Mets GM Jared Porter admits to sending unsolicited penis photo to reporter

Brand-new Mets GM Jared Porter sent an unsolicited photo of an “erect, naked penis” to a woman reporter in 2016, he admitted Monday night in a bombshell ESPN report. The photo came after dozens of texts from Porter that the woman did not respond to.

Porter was a Cubs employee at the time. He admits to sending the photo but denies that it was his own penis.

The woman was a foreign MLB correspondent who first turned over the messages to ESPN in 2017. She only consented to their publication this year after leaving journalism.

“My number one motivation is I want to prevent this from happening to someone else,” she said. “Obviously he’s in a much greater position of power. I want to prevent that from happening again.”

Screenshots of the texts appear in the story. They make it clear that after an initial friendly exchange, Porter sent 62 consecutive unwanted, unanswered, often sexual sexual messages.

“Jared has acknowledged to me his serious error in judgment, has taken responsibility for his conduct, has expressed remorse and has previously apologized for his actions,” Porter’s boss, Mets president Sandy Alderson, said in a statement. “The Mets take these matters seriously, expect professional and ethical behavior from all of our employees, and certainly do not condone the conduct described in your story. We will follow up as we review the facts regarding this serious issue.”

Alderson said in his statement that he just learned of the texts on Monday night.

The story was reported by Jeff Passan and Mina Kimes of ESPN, who based their story off records of text messages between Porter and the woman.

It was unclear what “facts” needed to be “reviewed” given that Porter admitted sending the texts that appear in the story. He signed a four-year deal to run the Mets’ front office in December.

Porter, 41, was hired to replace Brodie Van Wagenen as the Mets’ general manager just over a month ago. Steve Cohen’s honeymoon phase as Mets owner is over.

It’s difficult to see Porter hanging on to his job much longer. Incredibly, it’s the second straight offseason where the Mets have had a major hire plunge into a years-old scandal. Manager Carlos Beltran was fired weeks after his hiring because of an MLB report on his role in the 2017 Astros cheating scandal.

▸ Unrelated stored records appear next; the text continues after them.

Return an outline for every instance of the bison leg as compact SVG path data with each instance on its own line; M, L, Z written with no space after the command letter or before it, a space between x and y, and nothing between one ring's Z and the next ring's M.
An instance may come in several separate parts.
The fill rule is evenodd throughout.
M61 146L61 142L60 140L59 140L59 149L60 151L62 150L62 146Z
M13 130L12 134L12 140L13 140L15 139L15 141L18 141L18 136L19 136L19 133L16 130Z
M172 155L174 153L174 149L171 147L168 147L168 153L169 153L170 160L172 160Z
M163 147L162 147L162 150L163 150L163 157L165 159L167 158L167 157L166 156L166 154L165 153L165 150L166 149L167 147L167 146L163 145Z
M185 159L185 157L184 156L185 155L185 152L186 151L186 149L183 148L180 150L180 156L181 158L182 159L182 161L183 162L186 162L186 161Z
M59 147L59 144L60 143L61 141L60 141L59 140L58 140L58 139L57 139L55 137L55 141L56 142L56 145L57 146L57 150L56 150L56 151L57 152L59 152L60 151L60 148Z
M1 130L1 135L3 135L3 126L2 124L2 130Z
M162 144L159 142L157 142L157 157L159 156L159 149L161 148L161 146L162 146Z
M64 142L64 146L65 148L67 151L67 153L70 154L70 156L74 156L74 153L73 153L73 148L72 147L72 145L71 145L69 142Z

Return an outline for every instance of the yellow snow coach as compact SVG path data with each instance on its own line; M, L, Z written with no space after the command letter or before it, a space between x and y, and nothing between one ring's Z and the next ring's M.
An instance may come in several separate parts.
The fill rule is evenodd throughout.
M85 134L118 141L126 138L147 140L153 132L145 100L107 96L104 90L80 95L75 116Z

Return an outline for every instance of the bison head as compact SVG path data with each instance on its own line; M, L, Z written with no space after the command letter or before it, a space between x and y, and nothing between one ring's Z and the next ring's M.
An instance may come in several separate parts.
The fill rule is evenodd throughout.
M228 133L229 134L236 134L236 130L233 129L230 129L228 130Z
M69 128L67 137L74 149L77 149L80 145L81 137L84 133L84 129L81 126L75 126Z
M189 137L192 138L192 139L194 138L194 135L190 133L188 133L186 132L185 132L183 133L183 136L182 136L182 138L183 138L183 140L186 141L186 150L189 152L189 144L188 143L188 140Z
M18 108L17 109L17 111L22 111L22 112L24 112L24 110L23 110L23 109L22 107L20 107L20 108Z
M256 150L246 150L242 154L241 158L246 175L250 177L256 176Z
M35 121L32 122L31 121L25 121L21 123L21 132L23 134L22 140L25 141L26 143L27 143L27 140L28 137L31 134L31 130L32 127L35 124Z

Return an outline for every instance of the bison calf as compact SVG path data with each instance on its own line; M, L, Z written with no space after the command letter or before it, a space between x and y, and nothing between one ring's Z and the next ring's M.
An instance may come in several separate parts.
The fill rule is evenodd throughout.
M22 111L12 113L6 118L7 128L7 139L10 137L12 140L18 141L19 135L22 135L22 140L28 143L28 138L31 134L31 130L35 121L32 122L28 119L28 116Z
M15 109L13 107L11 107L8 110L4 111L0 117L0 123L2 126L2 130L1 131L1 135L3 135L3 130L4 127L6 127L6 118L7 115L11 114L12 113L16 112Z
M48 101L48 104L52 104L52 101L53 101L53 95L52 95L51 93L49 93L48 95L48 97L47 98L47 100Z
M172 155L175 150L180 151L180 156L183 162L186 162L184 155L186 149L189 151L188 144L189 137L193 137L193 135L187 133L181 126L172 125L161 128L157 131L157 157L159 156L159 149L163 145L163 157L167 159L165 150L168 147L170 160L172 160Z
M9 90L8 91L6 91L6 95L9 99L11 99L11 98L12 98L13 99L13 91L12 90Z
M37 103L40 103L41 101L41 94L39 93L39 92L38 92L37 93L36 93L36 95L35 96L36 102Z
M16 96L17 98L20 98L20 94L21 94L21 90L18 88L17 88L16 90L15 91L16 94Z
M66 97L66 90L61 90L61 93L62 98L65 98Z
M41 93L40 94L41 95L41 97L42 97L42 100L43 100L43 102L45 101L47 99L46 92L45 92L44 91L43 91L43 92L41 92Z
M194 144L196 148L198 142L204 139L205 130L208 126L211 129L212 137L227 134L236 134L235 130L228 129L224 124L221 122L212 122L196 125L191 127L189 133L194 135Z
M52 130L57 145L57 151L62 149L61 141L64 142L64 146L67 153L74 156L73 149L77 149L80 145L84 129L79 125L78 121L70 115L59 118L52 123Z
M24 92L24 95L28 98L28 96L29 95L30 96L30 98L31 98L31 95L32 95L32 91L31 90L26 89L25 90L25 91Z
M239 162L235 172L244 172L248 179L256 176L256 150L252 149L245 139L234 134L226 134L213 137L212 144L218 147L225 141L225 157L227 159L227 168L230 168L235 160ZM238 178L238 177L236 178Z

When asked about the erect penis photo, Porter told ESPN that “the more explicit ones are not of me. Those are like, kinda like joke-stock images.”

Porter appears to have followed the Anthony Weiner playbook, at one point sending “several that would show a man lying on a bed with a bulge in his pants,” according to the report. Two of the bulge photos were sent with a World Series ring he won as a Red Sox staffer.

Despite the bizarre claim that he sent the woman a penis photo as a “joke” after dozens of ignored messages, Porter appears to have known at some point that his conduct was more serious. According to the report, he apologized to the woman after she called the penis photo “extremely inappropriate, very offensive, and getting out of line” in a text.

She wrote that line with help from “a player from her home country and an interpreter,” according to the report. The player and interpreter saw the penis text.

“Being alone in a different country made it tougher,” she told Passan and Kimes. “I didn’t know who to trust and rely on.”

The woman said that she did not sense that Porter was contrite. “The other thing is I never really got the notion that he was truly sorry,” she told ESPN in a statement.

She says that she told a Cubs employee about the texts during the 2016 playoffs. The Cubs won the World Series that October and Porter left for Arizona.

When the woman and Porter were in the same stadium in 2017, she says she hid as soon as she saw him. “It’s a male-dominated industry,” she told ESPN. “But it was a tipping point for me. I started to ask myself, ‘Why do I have to put myself through these situations to earn a living?’”

In a statement to ESPN, the Cubs denied being aware of their then-employee harassing the reporter.